Scientific Abstract: 
Organs are composites of tissue types with diverse developmental origins, and they rely on distinct stem and progenitor cells to meet physiological demands for cellular production and homeostasis. How diverse stem cell activity is coordinated within organs is not well understood. Here we describe a lineage-restricted, self-renewing common skeletal progenitor (bone, cartilage, stromal progenitor; BCSP) isolated from limb bones and bone marrow tissue of fetal, neonatal, and adult mice. The BCSP clonally produces chondrocytes (cartilage-forming) and osteogenic (bone-forming) cells and at least three subsets of stromal cells that exhibit differential expression of cell surface markers, including CD105 (or endoglin), Thy1 [or CD90 (cluster of differentiation 90)], and 6C3 [ENPEP glutamyl aminopeptidase (aminopeptidase A)]. These three stromal subsets exhibit differential capacities to support hematopoietic (blood-forming) stem and progenitor cells.
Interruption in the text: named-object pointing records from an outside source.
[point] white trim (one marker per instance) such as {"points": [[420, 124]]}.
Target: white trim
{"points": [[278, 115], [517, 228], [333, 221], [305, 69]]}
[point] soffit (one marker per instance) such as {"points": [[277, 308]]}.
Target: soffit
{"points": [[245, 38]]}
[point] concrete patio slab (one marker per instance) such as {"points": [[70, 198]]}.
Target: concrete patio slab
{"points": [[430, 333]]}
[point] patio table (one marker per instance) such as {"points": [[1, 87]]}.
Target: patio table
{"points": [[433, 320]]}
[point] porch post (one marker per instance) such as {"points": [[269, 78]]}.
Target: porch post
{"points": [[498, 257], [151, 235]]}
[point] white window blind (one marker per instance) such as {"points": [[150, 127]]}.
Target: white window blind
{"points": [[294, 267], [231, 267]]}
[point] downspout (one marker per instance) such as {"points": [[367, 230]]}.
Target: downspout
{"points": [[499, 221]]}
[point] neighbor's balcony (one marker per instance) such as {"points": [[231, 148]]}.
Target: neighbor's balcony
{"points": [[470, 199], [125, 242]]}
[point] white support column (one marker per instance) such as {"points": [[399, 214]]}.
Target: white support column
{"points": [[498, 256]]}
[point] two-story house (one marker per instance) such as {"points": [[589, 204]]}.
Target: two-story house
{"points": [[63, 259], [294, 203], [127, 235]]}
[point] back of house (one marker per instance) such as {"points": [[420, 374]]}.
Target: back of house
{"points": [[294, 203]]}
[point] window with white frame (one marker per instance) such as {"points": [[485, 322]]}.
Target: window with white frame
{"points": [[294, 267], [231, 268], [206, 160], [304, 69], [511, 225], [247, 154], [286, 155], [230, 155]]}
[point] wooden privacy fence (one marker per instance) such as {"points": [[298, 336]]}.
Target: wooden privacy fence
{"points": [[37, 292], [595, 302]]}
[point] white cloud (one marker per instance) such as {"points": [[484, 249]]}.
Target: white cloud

Although the 6C3-expressing subset demonstrates functional stem cell niche activity by maintaining primitive hematopoietic stem cell (HSC) renewal in vitro, the other stromal populations promote HSC differentiation to more committed lines of hematopoiesis, such as the B-cell lineage. Gene expression analysis and microscopic studies further reveal a microenvironment in which CD105-, Thy1-, and 6C3-expressing marrow stroma collaborate to provide cytokine signaling to HSCs and more committed hematopoietic progenitors. As a result, within the context of bone as a blood-forming organ, the BCSP plays a critical role in supporting hematopoiesis through its generation of diverse osteogenic and hematopoietic-promoting stroma, including HSC supportive 6C3(+) niche cells.